Школа Св. Андрея, как я понимаю, была не бог весть что за школа. Созданная для сыновей обедневших виргинских англиканцев, исшарканная, скрипучая, выстывавшая в декабре прямо по-диккенсовски, она постоянно нуждалась в деньгах, зато изобиловала неудачниками и недотепами и была тихой пристанью для преподавателей, выброшенных академическим морем. Один год, я помню, английскому нас обучал знаменитый молодой футболист из какого-то сельскохозяйственного колледжа – и без конца читал нам стихи Грантленда Райса;[69]в другой год несчастного старого бродягу, учителя французского, нашли в кровати мертвым, с бутылкой. То, чего не добирали в учености и науках, восполнялось так называемым духом «Святого Андрея»; нашу команду в бросовых, изъеденных молью футболках разносило каждое учебное заведение штата, но болельщики буйно ее подбадривали; в общем же обстановка была буколическая – безлюдные отмели Виргинии, синева и задумчивый простор речного устья и залива, кивающие кедры за окнами наших спален, сосновые леса, прибрежные ивы, выбрасывавшие под утренний колокольный звон радостные стаи птиц навстречу солнцу, – жить и расти мальчишке в такой обстановке было неплохо. К тому же школа была крохотная, училось настам человек сорок, редко когда больше, и, наверное, мы чувствовали себя – хотя и не думали об этом – скорее семьей, чем школой, а доктор Томас Джефферсон Марстон, благочестивый старый священник и до того виргинец, что слеза прошибала, когда он произносил: «Генерал Ли», казался нам скорее отцом, чем директором. Голос у него был серафимский – почтовый рожок, виолончель, псалтериум, на котором каждый вечер с великолепной безыскусностью он исполнял песнопение из литургии; теперь, когда я вспоминаю этот затхлый сумрак в церкви и сладкий голос старика, воспарявший над нашими склоненными и всклокоченными головами, – «Просвети нашу тьму, умоляем, Господи», – а потом мысли бредут дальше, куда-нибудь на реку, синюю, чисто-синюю, где мы плавали под парусами в худых лодках, в населенный сверчками и лягушками ночной лес, освещавшийся только нашими потайными разбойничьими лампами, на травяной и нетоптаный склон холма, сбегавший к заливу, где мы собирали устриц, а вечерние чайки стремглав уносились на восток, в море, – так вот, я говорю, в неверии и томлении, когда опрометью кидаешься за какой-то утраченной тишиной и невинностью, я вспоминаю эти места, и над ними в памяти моей разносится праведный стариковский голос, вроде ангельской трубы: «Господь, твердыня наша и избавитель наш».

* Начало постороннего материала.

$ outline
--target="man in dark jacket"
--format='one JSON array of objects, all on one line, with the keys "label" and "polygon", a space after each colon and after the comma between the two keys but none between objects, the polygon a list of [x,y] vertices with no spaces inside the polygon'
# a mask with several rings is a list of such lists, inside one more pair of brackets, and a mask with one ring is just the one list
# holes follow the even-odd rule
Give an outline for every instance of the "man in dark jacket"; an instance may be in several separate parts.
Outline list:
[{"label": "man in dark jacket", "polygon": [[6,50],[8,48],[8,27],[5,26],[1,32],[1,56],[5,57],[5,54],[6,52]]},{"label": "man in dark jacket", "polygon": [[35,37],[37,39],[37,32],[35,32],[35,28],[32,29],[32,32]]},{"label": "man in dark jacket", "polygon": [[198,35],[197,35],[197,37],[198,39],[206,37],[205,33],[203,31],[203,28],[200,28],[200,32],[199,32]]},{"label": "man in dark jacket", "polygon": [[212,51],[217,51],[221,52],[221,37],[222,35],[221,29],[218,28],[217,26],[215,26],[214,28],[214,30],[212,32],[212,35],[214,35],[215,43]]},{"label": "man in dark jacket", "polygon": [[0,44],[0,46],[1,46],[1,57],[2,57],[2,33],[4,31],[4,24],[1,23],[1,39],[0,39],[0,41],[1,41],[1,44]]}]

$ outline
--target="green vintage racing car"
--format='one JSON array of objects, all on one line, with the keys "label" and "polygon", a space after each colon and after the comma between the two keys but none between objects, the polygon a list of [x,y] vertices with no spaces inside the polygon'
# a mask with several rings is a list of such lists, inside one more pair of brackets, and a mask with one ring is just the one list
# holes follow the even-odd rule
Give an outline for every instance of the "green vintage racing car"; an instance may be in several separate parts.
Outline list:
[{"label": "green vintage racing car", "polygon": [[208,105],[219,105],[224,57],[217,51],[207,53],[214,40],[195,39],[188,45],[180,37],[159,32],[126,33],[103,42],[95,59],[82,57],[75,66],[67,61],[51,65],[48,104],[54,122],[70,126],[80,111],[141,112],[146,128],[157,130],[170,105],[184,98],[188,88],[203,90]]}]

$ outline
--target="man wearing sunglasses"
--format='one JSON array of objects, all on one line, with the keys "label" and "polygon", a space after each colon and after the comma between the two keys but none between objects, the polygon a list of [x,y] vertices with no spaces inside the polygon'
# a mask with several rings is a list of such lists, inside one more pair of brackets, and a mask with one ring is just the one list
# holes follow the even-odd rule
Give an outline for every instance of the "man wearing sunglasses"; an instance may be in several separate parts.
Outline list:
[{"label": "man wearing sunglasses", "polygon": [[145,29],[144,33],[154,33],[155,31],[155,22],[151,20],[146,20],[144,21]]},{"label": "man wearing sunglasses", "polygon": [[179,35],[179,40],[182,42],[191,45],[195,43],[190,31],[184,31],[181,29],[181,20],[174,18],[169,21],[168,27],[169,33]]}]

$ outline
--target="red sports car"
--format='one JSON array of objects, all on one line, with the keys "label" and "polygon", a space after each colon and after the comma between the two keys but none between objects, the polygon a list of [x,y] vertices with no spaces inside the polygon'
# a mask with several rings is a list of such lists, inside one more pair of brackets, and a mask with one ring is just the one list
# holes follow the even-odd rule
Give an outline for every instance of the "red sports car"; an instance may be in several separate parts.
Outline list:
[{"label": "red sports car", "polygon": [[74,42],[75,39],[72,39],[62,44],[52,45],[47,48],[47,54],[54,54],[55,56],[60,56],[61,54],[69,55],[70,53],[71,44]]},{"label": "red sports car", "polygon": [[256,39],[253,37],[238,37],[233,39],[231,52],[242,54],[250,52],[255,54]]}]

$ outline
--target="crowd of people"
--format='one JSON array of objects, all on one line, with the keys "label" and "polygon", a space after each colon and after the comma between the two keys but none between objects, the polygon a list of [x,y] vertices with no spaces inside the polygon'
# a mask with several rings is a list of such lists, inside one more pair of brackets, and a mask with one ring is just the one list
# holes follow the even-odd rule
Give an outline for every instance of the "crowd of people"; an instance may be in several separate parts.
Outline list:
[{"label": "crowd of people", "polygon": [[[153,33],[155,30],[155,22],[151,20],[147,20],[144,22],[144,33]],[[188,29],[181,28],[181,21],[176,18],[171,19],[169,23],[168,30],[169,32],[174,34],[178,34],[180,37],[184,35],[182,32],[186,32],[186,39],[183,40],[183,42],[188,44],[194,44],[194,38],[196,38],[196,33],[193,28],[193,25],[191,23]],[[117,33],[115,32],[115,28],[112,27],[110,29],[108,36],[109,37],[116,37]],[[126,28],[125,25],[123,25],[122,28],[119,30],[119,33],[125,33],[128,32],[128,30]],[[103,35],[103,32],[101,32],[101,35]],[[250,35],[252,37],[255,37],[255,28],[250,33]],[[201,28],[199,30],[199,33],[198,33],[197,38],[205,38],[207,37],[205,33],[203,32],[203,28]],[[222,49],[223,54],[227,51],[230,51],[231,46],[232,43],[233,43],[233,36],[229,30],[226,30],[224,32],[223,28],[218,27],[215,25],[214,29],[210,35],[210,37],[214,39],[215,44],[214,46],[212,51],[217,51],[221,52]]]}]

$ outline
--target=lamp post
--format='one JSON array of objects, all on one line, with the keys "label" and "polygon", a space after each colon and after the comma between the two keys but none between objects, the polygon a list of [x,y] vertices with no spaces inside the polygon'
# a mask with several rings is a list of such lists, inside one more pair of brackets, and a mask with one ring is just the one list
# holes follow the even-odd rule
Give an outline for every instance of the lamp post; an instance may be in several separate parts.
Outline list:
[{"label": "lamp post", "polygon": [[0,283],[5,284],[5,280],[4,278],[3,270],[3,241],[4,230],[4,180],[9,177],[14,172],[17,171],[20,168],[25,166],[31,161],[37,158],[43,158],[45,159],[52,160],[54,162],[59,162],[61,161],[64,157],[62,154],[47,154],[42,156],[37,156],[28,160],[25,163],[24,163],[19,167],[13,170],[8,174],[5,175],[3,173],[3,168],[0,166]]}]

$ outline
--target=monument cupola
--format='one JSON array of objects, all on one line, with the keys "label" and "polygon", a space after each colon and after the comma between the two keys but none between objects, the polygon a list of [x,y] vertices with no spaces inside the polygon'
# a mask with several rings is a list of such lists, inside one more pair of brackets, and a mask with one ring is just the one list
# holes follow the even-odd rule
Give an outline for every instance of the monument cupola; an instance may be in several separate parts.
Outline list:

В это христианское благочиние Мейсон ворвался как неприличный выкрик в обедню, смутив и поразив нас всех. Он прибыл с Севера (земли для всех нас таинственной; город Рай в штате Нью-Йорк называлось место, где он прожил до двенадцати лет), с не по-нашему броским, протяжным «р», в кашемировом блейзере, навьюченный шоколадными батончиками, клюшками для гольфа и противозачаточными средствами. С гордостью сообщил нам, что его выперли уже из двух школ. Он не лез за словом в карман, был боек на зависть, красив и неотразим. И поначалу обворожил всех.
Однажды он рассказал нам, что потерял невинность в тринадцать лет – было это летом в воскресенье, в имении на Йорк-Ривер, недавно купленном отцом, и с не молодой уже, но все еще красивой и все еще знаменитой голливудской актрисой. Рассказ был диковинный, но почему-то правдоподобный. Мы знали, что семья Мейсона вращается в кинематографических кругах. И, вспоминая другие рассказы об этой даме (один, касавшийся скандальных занятий под столом в ночном клубе, был настолько силен, что воспламенил фантазию целого поколения школьников), мы сперва поверили. Мейсону было тогда шестнадцать лет, а он живописал историю во всех сказочных подробностях, как старый прогорклый распутник. Но, как уже тогда было свойственно Мейсону, он перетрудил нашу доверчивость и сам испортил песню: потом это соблазнение стало лишь первой из многих подобных схваток, а ненасытная артистка сделалась его любовницей на три лета подряд. Жаркие сеансы происходили в Ричмонде и в Вашингтоне, единоборства завязывались на задних сиденьях машин, в бассейнах, в лодках, а одно, по его словам, даже в гамаке; хотя возраст наш был самый доверчивый и сладострастный, это не лезло ни в какие ворота, и в конце концов все прекрасное эротическое здание рухнуло под грузом его нелепой лепнины. Кажется, наше недоверие глубоко задело Мейсона; после я узнал от его матери, что актриса действительно гостила у них, один раз, в Рае, когда Мейсон был маленьким, – она качала его на коленях и подарила ему плюшевого медвежонка.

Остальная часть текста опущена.